Melty Smile~あなたなんか好きにならない~
「まだ十九歳の彼女に決断を下せと言う方が酷だ。周囲に押し付けられた相手と一生をともにするなんて」

千里さんがいるであろうパーティー会場の奥を見つめながら、御堂さんが呟いた。

彼女へ思いを馳せているのだろうか、珍しく重く険しい顔をしている。
その表情が彼の思いの丈を物語っているような気がした。どれだけあの少女のことを大切に考えているかを。

ただ結婚が嫌で私と付き合っているだなんて嘘をついたわけではないんだ。
それどころか、まったく逆で、千里さんを守るために――。

「御堂さん。教えてください」

彼の真正面に立ち、じっとその瞳を見据えた。私のただならぬ様子に、彼が瞳を細める。

「私をここへ連れてきたのは、このためだったんですか?」

誕生日のお祝いなど口実で。
ただ、千里さんとの政略結婚に”NO”を突きつけるためだけに、私は利用されたのだろうか。
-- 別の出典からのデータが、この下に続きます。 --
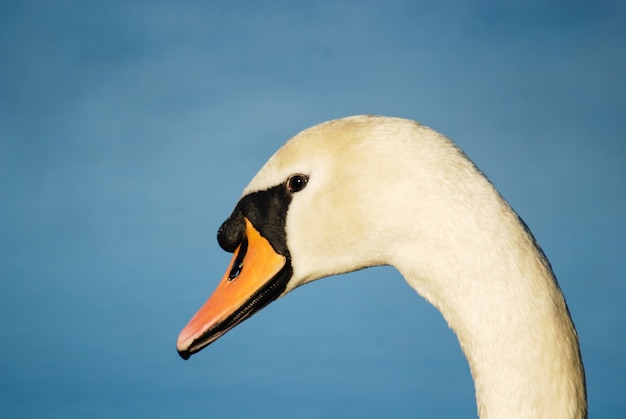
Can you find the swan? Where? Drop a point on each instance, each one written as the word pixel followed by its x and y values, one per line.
pixel 371 190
今日一日のすべてが、千里さんを守るための布石で、本当は私のことなんて、これっぽっちも見てくれていなかったのだろうか。

私のことを『綺麗だ』と言ったことも、『付き合おうか』、『今日は帰さない』なんていう思わせぶりな台詞も。
それから、額に落とした優しい口づけも。

全部全部、でまかせだったの……?

だとしたら、彼の言動ひとつひとつにいちいち心掻き乱されていた私は、バカみたいだ。